Er war 41 Jahre lang Vordenker, Sprecher und Lenker für die Werbebranche.

Volker Nickel (Foto: zaw)

Im Alter von 80 Jahren ist Volker Nickel, der langjährige Sprecher von ZAW und dem Deutschen Werberat, am 26. September in Berlin verstorben. 41 Jahre lang war Nickel Vordenker, Sprecher und Lenker für die Werbebranche, bis er sich vor zehn Jahren, im Sommer 2013, in den wohlverdienten Ruhestand verabschiedete. Wer Volker Nickel kannte, wusste, dass dies eine Verabschiedung vom Beruf, nicht aber von seiner Berufung war. Das präzise Nachdenken über die Irrungen und Wirrungen der Politik, Kultur, Wirtschaft, Gesellschaft – auch der eigenen Branche und Profession – einzustellen, entsprach nicht seiner Natur, seinem Intellekt und seinem Temperament.

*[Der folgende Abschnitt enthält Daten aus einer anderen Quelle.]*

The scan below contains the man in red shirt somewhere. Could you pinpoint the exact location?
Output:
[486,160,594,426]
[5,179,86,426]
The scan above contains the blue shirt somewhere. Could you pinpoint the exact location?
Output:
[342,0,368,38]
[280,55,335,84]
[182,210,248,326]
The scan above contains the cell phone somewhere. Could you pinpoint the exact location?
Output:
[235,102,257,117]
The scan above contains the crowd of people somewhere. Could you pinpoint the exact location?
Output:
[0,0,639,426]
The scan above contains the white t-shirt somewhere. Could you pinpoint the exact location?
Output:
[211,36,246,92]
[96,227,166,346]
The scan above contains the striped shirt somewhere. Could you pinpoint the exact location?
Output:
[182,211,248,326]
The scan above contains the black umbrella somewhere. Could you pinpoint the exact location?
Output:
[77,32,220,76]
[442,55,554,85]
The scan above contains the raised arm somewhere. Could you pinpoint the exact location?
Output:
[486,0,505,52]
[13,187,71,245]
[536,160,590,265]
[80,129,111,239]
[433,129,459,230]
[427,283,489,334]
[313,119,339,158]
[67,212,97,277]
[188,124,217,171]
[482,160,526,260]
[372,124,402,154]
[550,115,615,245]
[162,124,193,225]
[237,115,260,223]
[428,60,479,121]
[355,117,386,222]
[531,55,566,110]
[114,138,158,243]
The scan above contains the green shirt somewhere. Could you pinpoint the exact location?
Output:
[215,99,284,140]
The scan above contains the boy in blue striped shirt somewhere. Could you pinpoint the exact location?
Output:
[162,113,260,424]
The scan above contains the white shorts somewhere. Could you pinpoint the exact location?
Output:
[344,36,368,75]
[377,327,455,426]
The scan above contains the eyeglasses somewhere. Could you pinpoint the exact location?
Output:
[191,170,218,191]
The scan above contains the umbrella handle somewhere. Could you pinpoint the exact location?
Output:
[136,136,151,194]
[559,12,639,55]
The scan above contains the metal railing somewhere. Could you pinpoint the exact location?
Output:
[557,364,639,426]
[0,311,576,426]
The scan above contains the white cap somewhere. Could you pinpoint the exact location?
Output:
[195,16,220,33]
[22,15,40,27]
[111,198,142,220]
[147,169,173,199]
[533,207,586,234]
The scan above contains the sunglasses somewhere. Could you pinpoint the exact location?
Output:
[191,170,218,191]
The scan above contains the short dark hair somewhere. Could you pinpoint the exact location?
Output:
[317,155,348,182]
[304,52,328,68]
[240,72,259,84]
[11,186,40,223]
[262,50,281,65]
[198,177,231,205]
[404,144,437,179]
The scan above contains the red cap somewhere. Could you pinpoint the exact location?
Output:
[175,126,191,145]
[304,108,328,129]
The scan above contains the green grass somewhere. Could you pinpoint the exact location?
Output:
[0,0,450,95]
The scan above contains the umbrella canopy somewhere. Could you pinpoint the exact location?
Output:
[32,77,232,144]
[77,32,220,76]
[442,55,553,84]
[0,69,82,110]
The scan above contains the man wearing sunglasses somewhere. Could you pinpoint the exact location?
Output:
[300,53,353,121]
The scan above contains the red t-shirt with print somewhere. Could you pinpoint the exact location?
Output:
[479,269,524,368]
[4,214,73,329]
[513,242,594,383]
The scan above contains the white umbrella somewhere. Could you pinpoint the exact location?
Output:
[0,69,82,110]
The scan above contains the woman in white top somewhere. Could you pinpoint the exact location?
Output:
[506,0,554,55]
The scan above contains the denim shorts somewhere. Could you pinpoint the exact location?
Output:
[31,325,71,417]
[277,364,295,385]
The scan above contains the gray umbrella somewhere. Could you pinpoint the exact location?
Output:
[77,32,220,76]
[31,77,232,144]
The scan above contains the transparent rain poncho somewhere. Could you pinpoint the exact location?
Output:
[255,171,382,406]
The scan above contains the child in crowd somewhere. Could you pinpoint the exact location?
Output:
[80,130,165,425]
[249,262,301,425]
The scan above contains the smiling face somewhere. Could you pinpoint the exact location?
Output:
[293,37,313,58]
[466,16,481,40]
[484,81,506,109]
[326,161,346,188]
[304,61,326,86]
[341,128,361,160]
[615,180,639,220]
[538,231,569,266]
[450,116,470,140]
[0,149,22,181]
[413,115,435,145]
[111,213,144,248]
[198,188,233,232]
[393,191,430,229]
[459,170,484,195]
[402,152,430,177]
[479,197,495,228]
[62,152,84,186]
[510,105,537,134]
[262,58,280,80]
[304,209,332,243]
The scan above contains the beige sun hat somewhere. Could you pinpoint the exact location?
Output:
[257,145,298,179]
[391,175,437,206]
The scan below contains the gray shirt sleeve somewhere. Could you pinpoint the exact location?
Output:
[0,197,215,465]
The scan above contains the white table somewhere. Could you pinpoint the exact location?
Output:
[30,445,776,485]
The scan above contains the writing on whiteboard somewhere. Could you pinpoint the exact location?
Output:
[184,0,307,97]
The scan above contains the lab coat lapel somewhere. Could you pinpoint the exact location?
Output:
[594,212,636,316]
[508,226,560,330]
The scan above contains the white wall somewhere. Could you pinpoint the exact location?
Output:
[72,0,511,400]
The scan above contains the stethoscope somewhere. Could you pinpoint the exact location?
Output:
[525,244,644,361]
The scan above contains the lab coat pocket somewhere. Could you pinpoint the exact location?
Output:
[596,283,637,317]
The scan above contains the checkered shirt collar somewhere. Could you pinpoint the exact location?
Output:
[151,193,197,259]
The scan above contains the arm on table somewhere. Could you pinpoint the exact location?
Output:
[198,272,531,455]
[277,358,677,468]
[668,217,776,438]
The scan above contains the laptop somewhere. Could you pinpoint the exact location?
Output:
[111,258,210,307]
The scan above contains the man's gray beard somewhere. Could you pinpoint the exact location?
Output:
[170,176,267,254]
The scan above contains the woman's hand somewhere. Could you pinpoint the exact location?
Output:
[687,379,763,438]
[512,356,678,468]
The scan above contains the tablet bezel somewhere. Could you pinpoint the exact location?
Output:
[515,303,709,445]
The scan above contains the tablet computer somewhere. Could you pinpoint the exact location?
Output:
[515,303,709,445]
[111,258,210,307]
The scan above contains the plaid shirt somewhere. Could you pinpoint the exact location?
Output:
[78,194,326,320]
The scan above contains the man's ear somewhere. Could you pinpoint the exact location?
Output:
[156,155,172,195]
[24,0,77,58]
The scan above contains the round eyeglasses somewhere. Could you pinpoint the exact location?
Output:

Er blieb der Gegenwart, vor allem aber der Zukunft der Werbung verbunden. Denn Ihre Relevanz war für ihn eine Herzensangelegenheit und ihre Freiheit und Verantwortung bedeuteten ihm weiter viel.

Geboren 1943 in Breslau, kam er in den Nachkriegswirren mit seiner Familie nach Berlin, wo er aufwuchs und das journalistische Handwerk erlernte. Beruflich zog es ihn 1968 weiter nach Bonn, einer Stadt, die er zeitlebens für sich als Übergang betrachtete. Von 1970 bis 1972 arbeitete er in stellvertretender Funktion als Leiter der Informationsabteilung der Centralen Marketinggesellschaft der deutschen Agrarwirtschaft. 1972 wurde er Sprecher des ZAW und danach der neu gegründeten Selbstkontrolleinrichtung Deutscher Werberat, einer Institution, an deren Entstehung er maßgeblich beteiligt war. Als der ZAW 2003 nach Berlin umzog, war es für Volker Nickel die Rückkehr in „seine Stadt“.

ZAW-Präsident Andreas F. Schubert: „Volker Nickel war ein Vordenker unserer Branche, wie es kaum einen anderen gab. Er war ihre Stimme und wurde in Politik, Wirtschaft und Gesellschaft gehört. Die Werbewirtschaft und ganz besonders wir als ZAW verdanken ihm unendlich viel. Als Sprecher und Geschäftsführer Freiheit für die Werbung hat er bei Journalisten und Kollegen der Werbebranche Denkmalstatus, auch zehn Jahre nach seiner Verabschiedung sind seine präzisen Analysen und treffenden Formulierungen, auch wenn sie für manche provokant klangen, immer wieder Thema. Er bleibt unvergessen, ebenso seine Verdienste.“

In seiner Abschiedsrede vom 6. September 2013 – natürlich über die Zukunft der Werbung – sagte Nickel bescheiden: „Mich selbst haben wir hier rasch mit zwei Bildern abgehandelt. Erstes Bild: Die eigene Bedeutung schwindet, wenn man versucht, sich aus größerem Abstand zu sehen. Das macht eine ganz andere Dimension deutlich: Hier sehen wir die Erde mit ihrem Durchmesser von 12.700 Kilometern vom Saturn aus fotografiert. Da relativiert sich Einiges. Das zweite Bild zeigt, dass der Einzelne seine Leuchtkraft vor allem in Gemeinschaft mit anderen erhält.“

Deine Leuchtkraft bleibt, lieber Volker, wir werden sie bewahren!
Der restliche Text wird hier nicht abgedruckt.